More than 50% of broiler chickens raised in the US are now raised without antibiotics. This trend could create additional lameness challenges for growers, Oviedo said. Lameness is not related to one specific bone, he explained; it’s actually the skeletal structure of the animal that can become imbalanced when exposed to bacteria.

“The animal has to create balance through modifications of the gait,” he said. “Those modifications create friction…which can open the door to any bacteria that could be circulating.”

In a healthy flock, Oviedo said bacteria can translocate to the bloodstream or tissues, where they would normally be eliminated by an immunological response. However, bacteria can create their own areas of growth in neurological tissue, he explained.

“Bacteria can infiltrate the femoral area or the acetabulum, or it can go to a vertebra. And then we have all these other diseases that can become infectious,” Oviedo said.

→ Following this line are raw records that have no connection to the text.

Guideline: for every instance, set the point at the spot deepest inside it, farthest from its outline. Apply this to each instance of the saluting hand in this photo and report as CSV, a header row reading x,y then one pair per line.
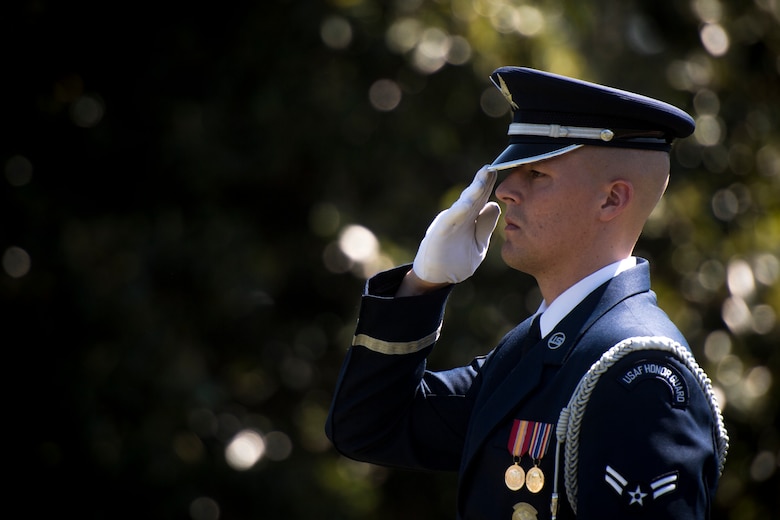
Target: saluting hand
x,y
457,240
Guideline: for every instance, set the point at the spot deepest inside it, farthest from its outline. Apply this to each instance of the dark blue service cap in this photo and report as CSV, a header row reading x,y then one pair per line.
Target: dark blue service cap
x,y
554,114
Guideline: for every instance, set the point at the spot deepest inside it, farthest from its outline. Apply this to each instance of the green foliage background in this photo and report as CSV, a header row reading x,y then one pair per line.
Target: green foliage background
x,y
178,176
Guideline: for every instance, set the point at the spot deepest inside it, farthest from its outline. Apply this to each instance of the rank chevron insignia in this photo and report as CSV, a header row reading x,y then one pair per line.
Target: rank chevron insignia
x,y
637,493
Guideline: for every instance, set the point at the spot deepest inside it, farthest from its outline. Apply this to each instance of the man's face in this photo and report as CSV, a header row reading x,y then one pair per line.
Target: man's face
x,y
551,212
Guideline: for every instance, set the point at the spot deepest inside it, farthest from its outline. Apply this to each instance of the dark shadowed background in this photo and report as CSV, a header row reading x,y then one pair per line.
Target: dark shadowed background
x,y
193,195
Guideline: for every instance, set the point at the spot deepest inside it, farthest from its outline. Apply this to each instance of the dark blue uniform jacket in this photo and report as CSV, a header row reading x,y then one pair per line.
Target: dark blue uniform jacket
x,y
647,442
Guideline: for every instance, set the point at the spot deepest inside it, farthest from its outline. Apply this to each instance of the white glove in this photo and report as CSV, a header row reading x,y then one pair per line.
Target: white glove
x,y
457,240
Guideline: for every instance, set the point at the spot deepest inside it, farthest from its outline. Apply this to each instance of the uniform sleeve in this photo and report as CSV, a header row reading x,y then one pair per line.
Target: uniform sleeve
x,y
387,408
647,443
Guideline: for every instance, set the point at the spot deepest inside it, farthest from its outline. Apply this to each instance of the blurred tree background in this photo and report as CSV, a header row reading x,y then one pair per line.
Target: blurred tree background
x,y
194,194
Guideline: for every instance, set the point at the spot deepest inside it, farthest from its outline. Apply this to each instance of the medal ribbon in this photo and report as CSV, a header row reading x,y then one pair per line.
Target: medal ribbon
x,y
540,440
529,437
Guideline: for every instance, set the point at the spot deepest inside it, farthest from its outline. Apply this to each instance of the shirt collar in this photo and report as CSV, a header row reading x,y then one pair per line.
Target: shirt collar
x,y
553,313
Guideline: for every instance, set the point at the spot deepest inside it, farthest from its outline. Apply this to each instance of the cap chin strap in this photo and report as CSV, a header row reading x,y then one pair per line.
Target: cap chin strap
x,y
572,132
569,422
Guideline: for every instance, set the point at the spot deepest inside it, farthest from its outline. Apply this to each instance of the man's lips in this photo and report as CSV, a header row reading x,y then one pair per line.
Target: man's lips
x,y
510,224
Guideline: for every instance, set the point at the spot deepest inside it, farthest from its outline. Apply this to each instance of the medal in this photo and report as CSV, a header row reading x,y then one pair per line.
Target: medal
x,y
532,438
514,477
524,511
534,480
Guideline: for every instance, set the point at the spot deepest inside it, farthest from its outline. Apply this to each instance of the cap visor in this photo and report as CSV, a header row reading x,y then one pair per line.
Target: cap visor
x,y
524,153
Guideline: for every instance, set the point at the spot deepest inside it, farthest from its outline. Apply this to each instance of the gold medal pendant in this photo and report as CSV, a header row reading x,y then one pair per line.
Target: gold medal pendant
x,y
514,477
534,480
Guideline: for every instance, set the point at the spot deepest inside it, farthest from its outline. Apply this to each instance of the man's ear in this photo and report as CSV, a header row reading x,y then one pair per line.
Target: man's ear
x,y
619,194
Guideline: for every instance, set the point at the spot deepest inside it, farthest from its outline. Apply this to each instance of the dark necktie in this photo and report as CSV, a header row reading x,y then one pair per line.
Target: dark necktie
x,y
534,334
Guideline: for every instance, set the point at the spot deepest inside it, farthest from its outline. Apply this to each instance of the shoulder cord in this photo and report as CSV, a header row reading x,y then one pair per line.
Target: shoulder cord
x,y
570,419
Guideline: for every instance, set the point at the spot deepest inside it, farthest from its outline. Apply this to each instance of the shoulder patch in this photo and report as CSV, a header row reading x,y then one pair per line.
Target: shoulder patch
x,y
658,369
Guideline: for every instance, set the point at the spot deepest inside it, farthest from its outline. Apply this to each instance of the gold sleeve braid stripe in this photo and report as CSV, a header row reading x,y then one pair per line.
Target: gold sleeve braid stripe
x,y
396,347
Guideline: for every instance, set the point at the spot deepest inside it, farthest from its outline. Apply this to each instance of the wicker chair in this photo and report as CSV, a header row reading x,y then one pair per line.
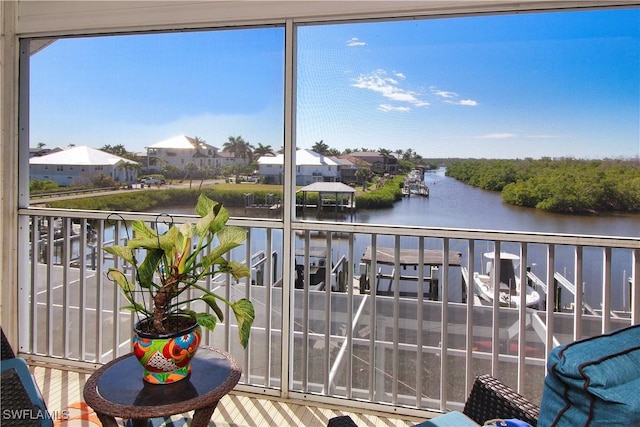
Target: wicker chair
x,y
22,403
489,399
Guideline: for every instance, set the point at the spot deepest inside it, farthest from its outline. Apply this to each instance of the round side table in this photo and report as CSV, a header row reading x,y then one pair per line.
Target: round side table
x,y
117,389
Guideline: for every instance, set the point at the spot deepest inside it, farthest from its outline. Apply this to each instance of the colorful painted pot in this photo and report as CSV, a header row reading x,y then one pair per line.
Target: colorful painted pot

Litter can also impact the birds’ ability to walk. If it is too hard, or too wet, it will affect how they balance their weight, which affects their gait, he explained. If antibiotics aren’t used, “the whole environment will be more contaminated, and the amount of bacteria that they have to deal with in the immunological system is higher,” Oviedo said.

It’s a complex issue

Lameness is a problem that has existed for a long time, and it likely won’t go away soon. Furthermore, it’s a complex issue — one that involves disease management, animal welfare and dealing with challenges associated with raising birds without antibiotics.

“Many times, the art of the poultry grower is watching the details,” Oviedo said. It takes close observation, along with common sense, to identify problems and their solutions. And sometimes that means going back to the beginning of a bird’s life.